Lorsque Montaigne se retira à l'age de 37 ans dans son château pour y écrire ses Essais, il fit graver une médaille représentant une balance aux plateaux équilibrés avec la devise qui devait constituer le trébuchet de ses pensées face aux déchaînements des passions, des intolérances et des convictions acharnées de ses contemporains enflammés par les Guerres de religions : "Que sais-je?". Pour Montaigne, penser c'est peser, et soumettre sa pensée à la balance, c'est la soumettre au doute.
On trouve dans les Essais des références aux abeilles, "qui pillottent deçà delà les fleurs", mais non à la libellule, et pourtant il suffit de contempler une libellule posée sur la tige d'un jonc pour y voir la plus belle métaphore de l'équilibre :
Car elles sont l'incarnation de leur étymologie : le mot latin libra a désigné d'abord, comme le mot grec litra qui a donné litre, une unité de poids, origine de la Livre anglaise, the pound . Puis le mot a désigné non le poids, mais la balance,et la constellation de la Balance,entre Vierge et Scorpion, est toujours nommée Librae en astrologie.
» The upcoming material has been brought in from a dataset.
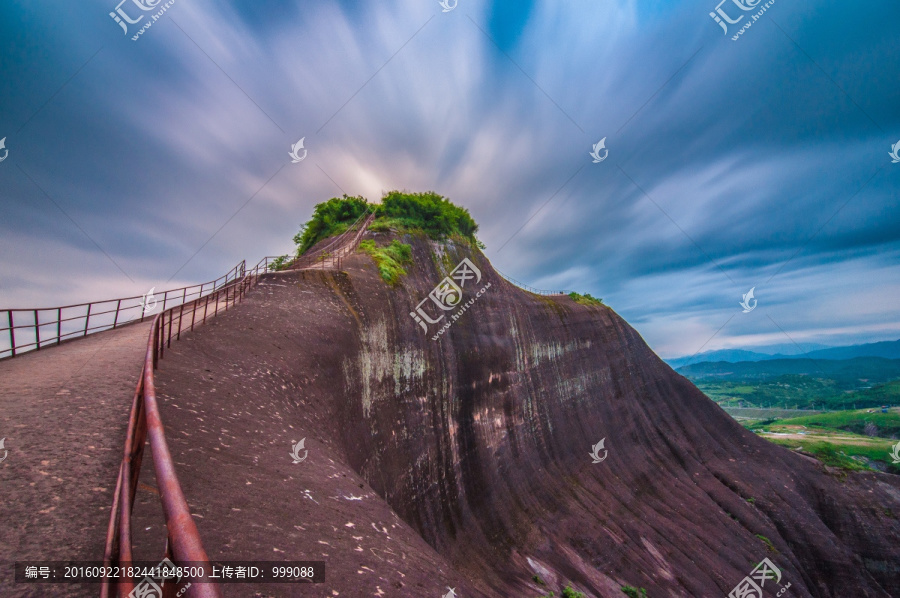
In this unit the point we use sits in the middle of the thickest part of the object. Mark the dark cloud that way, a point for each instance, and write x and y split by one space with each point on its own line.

Le mot a ensuite désigné l'acte de peser lui-même, puis enfin l'acte de mettre à niveau, et a donné notre terme niveler, et surtout -pour mon propos- par le latin aequi-librum, le mot équilibre .
Enfin le mot libellule vient du mot libella, le niveau, dérivé de libra.
(sources : dictionnaire étymologique Robert )
J'aime laisser ces mots tourbillonner autour du mot libellule lorsque je les observe : balance, niveau, équilibre.
elles n'en sont que plus légères, plus aériennes, plus adroites, posées sur les plantes avec la grâce d'un funambule jouant de son balancier là-haut dans le ciel : l'esprit même de Michel de Montaigne.